VITERBO – Ancora un cantiere con lavoratori in nero e violazioni sulla sicurezza, scoperto dai carabinieri del lavoro e dell’Ispettorato del lavoro, finalizzato al contrasto del lavoro nero.  Sospesa impresa edile e maxi multa di 22mila 553 euro.

La ditta è stata oggetto di un doppio provvedimento di sospensione dell’attività imprenditoriale. “Occupava in nero – spiegano i militari – due operai sui tre presenti e per la mancata redazione del Piano operativo di sicurezza”. Durante l’ispezione, inoltre, è emersa “anche la mancata effettuazione delle visite mediche preventive all’ammissione al lavoro e la mancanza dei corsi di formazione per il medesimo personale occupato”. Per tutto ciò le sanzioni ammontano a 18mila 553 euro, a cui vanno aggiunti altri 4mila perché l’impresa è stata trovata “priva della patente a crediti”.

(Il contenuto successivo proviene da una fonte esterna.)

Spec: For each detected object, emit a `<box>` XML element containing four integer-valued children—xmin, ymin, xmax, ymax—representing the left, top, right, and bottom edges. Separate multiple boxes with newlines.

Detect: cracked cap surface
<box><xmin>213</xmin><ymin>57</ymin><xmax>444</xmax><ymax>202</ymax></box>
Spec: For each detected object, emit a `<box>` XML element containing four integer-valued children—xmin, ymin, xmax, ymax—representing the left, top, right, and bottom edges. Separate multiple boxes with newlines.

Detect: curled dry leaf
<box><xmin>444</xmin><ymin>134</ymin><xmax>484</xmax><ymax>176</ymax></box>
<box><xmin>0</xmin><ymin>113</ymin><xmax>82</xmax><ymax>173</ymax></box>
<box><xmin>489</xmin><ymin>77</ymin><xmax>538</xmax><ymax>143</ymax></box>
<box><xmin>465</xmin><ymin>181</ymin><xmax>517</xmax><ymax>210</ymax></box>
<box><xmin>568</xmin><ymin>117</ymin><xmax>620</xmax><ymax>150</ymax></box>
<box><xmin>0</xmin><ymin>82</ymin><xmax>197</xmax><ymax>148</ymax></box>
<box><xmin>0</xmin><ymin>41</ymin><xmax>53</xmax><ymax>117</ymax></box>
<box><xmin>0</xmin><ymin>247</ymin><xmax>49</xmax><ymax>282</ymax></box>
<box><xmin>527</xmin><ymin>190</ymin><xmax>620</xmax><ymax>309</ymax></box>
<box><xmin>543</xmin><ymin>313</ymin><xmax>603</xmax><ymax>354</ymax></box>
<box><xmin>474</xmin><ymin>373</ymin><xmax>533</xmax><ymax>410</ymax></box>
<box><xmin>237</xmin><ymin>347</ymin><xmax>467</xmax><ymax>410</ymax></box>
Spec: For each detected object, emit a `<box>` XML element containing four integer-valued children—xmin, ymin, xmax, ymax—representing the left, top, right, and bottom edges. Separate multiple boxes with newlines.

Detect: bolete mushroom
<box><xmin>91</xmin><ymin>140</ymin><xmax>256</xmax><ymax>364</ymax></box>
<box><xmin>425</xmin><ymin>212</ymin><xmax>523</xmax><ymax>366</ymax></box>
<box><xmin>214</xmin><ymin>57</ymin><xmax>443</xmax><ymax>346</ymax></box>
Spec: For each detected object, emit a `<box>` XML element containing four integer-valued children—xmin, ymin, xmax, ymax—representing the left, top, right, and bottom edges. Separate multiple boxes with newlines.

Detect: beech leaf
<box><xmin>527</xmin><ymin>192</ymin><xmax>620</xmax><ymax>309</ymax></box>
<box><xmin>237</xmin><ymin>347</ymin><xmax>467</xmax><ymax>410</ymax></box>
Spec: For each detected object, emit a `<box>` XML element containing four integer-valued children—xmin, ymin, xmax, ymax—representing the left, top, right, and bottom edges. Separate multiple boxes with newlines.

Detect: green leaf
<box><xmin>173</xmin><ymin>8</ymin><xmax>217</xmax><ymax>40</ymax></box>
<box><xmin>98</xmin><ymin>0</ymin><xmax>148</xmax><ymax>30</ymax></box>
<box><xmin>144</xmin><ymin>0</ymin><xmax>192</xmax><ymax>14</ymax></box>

Sanzione amministrativa anche per il committente dei lavori: 711 euro per aver “affidato i lavori senza aver verificato che la ditta avesse il requisito della patente a crediti”. L’attività è in linea con le direttive dell’Ispettorato nazionale del lavoro, le cui finalità sono anche quelle di cercare, attraverso i controlli, di prevenire gli incidenti sui luoghi di lavoro, sanzionando comportamenti ai danni dei lavoratori.

La patente a crediti è stata introdotta con l’obiettivo di rafforzare la salute e la sicurezza di lavoratori e lavoratrici, in particolare all’interno dei cantieri. Si tratta di un sistema di qualificazione a punti per imprese e professionisti che operano in cantieri temporanei o mobili, con la sola esclusione di chi effettua unicamente forniture o prestazioni intellettuali.